Ehe Franz Wagenseil noch antworten konnte, sagte der Anwalt rasch: »Es sind gute Arbeitspferde, auch das wird Herr Engelbrecht bezeugen. Gewiß, ich gebe zu«, lächelte er, »es sind vielleicht keine Schönheiten. Aber Sie fahren auch keine Gräfinnen, Sie fahren nur die Koffer von Gräfinnen! Nirgends in unserem Vertrage steht, daß wir Ihnen ausgesucht schöne Gespanne stellen müssen. Wir haben Ihnen Gespanne zu stellen – da sind sie!«

»Die Pferde können nicht arbeiten, du hast mir arbeitsfähige Gespanne zu stellen, Franz!«

»Wir bestreiten das! Wir bestreiten das in toto! Wir haben Ihnen einfach Gespanne zu stellen.« Der Anwalt Ziegenbrink war unerschütterlich. »Aber selbst wenn sich ein Gerichtshof auf den Standpunkt stellen sollte, daß die Gespanne arbeitsfähig sein müssen, so werden wir Sachverständige über die Arbeitsfähigkeit der Gespanne bringen. Natürlich muß man sich vor Überladung hüten. Für jeden aus einer Überladung entstehenden Schaden müssen wir die Firma Siebrecht & Flau verantwortlich machen!«

Karl Siebrecht hatte dem kleinen Herrn mit der Goldbrille aufmerksam zugehört. »Quatsch!« sagte er jetzt. »Sie wissen gut, daß jedes Wort von Ihnen Quatsch ist! Aber solche Rechtsverdrehereien sind wohl Ihr Beruf, und diese Schweinereien machen Ihnen anscheinend noch Spaß! Ihnen kommt es auf ein paar krepierte Pferde nicht an! Sachverständige? Wir haben hier Sachverständige genug! Heh, Sie da, wie heißen Sie doch?« Er wandte sich an einen Kutscher. »Sie – Staffelt – nicht wahr? Trauen Sie sich zu, mit den Pferden in einem Trab vom Stettiner zum Anhalter einen vollbeladenen Rollwagen zu fahren?«

»Ausgeschlossen«, sagte der Kutscher. »Nicht bis zum Oranienburger Tor komme ich mit den Schindern.«

»Ich verbiete dir«, schrie jetzt Franz Wagenseil, »mit meinen Leuten zu reden! Das sind meine Leute, verstehst du? Auf der Stelle verläßt du meinen Hof, du und der andere Kerl da, oder –«

»Was oder?« fragte Karl Siebrecht.

»Hausfriedensbruch«, soufflierte der Anwalt.

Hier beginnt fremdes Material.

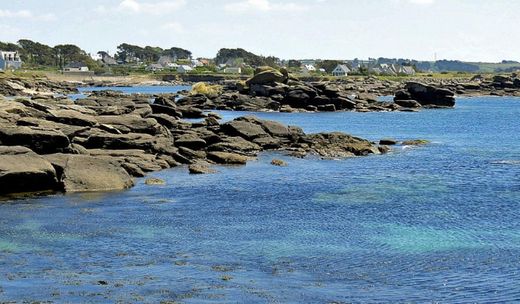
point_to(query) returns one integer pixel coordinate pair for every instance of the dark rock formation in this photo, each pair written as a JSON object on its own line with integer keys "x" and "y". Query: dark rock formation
{"x": 425, "y": 95}
{"x": 99, "y": 143}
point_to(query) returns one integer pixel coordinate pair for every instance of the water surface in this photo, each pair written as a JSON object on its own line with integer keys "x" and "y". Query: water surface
{"x": 439, "y": 223}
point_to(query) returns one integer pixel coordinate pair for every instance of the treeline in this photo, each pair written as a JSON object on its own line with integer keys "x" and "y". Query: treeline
{"x": 127, "y": 53}
{"x": 37, "y": 54}
{"x": 239, "y": 56}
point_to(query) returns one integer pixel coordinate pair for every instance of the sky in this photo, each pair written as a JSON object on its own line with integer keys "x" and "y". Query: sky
{"x": 469, "y": 30}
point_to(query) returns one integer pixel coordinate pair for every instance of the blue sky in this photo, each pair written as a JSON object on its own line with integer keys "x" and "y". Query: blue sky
{"x": 472, "y": 30}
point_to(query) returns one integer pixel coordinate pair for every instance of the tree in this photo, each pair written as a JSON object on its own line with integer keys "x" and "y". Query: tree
{"x": 294, "y": 63}
{"x": 36, "y": 53}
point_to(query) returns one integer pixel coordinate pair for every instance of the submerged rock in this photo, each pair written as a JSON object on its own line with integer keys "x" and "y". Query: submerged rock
{"x": 201, "y": 168}
{"x": 26, "y": 172}
{"x": 83, "y": 173}
{"x": 279, "y": 163}
{"x": 227, "y": 158}
{"x": 152, "y": 181}
{"x": 426, "y": 95}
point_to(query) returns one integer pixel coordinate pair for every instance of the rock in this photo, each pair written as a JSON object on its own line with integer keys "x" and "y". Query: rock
{"x": 168, "y": 121}
{"x": 279, "y": 163}
{"x": 327, "y": 108}
{"x": 26, "y": 172}
{"x": 71, "y": 117}
{"x": 235, "y": 144}
{"x": 83, "y": 173}
{"x": 15, "y": 150}
{"x": 103, "y": 140}
{"x": 167, "y": 110}
{"x": 368, "y": 97}
{"x": 343, "y": 103}
{"x": 244, "y": 129}
{"x": 152, "y": 181}
{"x": 191, "y": 112}
{"x": 190, "y": 141}
{"x": 163, "y": 101}
{"x": 41, "y": 141}
{"x": 337, "y": 145}
{"x": 428, "y": 95}
{"x": 415, "y": 142}
{"x": 131, "y": 123}
{"x": 408, "y": 103}
{"x": 268, "y": 76}
{"x": 227, "y": 158}
{"x": 201, "y": 168}
{"x": 388, "y": 142}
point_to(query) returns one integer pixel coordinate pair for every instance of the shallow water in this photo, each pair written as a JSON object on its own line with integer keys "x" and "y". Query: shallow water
{"x": 439, "y": 223}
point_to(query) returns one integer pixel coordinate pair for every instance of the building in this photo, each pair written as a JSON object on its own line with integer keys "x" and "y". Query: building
{"x": 341, "y": 70}
{"x": 184, "y": 69}
{"x": 233, "y": 70}
{"x": 408, "y": 70}
{"x": 154, "y": 67}
{"x": 76, "y": 67}
{"x": 10, "y": 60}
{"x": 308, "y": 68}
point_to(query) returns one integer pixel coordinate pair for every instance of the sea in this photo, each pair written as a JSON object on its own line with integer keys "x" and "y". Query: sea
{"x": 438, "y": 223}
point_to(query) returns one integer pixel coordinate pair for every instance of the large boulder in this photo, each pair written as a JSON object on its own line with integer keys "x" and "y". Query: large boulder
{"x": 26, "y": 172}
{"x": 409, "y": 103}
{"x": 191, "y": 141}
{"x": 41, "y": 141}
{"x": 227, "y": 158}
{"x": 338, "y": 145}
{"x": 71, "y": 117}
{"x": 267, "y": 76}
{"x": 245, "y": 129}
{"x": 427, "y": 95}
{"x": 131, "y": 123}
{"x": 83, "y": 173}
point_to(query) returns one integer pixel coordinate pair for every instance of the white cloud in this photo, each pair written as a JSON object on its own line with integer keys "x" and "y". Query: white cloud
{"x": 173, "y": 26}
{"x": 26, "y": 14}
{"x": 263, "y": 6}
{"x": 155, "y": 8}
{"x": 15, "y": 14}
{"x": 422, "y": 2}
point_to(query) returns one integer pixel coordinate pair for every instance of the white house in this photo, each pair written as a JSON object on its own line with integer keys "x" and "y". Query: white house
{"x": 233, "y": 70}
{"x": 196, "y": 63}
{"x": 408, "y": 70}
{"x": 341, "y": 70}
{"x": 184, "y": 69}
{"x": 10, "y": 60}
{"x": 154, "y": 67}
{"x": 76, "y": 67}
{"x": 308, "y": 68}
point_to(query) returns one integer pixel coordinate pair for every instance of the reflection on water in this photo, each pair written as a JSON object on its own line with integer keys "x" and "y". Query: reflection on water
{"x": 438, "y": 223}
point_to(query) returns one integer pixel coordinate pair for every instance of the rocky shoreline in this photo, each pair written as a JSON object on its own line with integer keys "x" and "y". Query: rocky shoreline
{"x": 49, "y": 143}
{"x": 102, "y": 142}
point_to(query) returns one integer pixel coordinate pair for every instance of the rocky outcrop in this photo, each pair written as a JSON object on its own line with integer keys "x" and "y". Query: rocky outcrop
{"x": 101, "y": 142}
{"x": 273, "y": 90}
{"x": 26, "y": 172}
{"x": 425, "y": 95}
{"x": 85, "y": 173}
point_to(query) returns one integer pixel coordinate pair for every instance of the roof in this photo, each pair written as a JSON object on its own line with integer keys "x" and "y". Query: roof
{"x": 342, "y": 67}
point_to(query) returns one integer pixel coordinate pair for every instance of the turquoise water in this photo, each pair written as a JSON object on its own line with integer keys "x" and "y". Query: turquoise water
{"x": 439, "y": 223}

»Jawohl!« schrie Franz Wagenseil. Das Weiß seiner Augen war gelblich verfärbt, und seine schmutzigen Hände zitterten. Sicher hatte er das beim Pferdetausch gewonnene Geld sofort in der Nacht versoffen.

»Jawohl, das ist Hausfriedensbruch! Ihr geht jetzt von meinem Hof. Ich fordere dich zum erstenmal auf –«

Karl Siebrecht lächelte.

»Zum zweitenmal!«

Siebrecht lächelte. Alle Gesichter waren ihm zugewandt.

»Zum drittenmal!«

»Und ich bin immer noch hier!« stellte Karl Siebrecht fest.

»Also Hausfriedensbruch«, sagte der Anwalt trocken. »Das wäre in einer Viertelstunde das dritte Vergehen! Lassen Sie jetzt einen Schutzmann holen.«

Franz Wagenseil sah sich unentschlossen unter seinen Kutschern um, wem er wohl diese Weisung geben sollte. »Nun, Franz –?« fragte Karl Siebrecht lächelnd. »Hast du doch nicht ganz den Mut zu allen deinen Gemeinheiten?« Wagenseil zuckte zusammen. Und Karl Siebrecht rasch: »Nun, ehe du dich entschlossen hast, will ich dir das wenigstens ersparen. Komm, Kalle, überlassen wir Franz seinen Schindern ..., allen seinen Schindern!« Er sah den kleinen Anwalt bedeutungsvoll an, dann gingen sie vom Fuhrhof.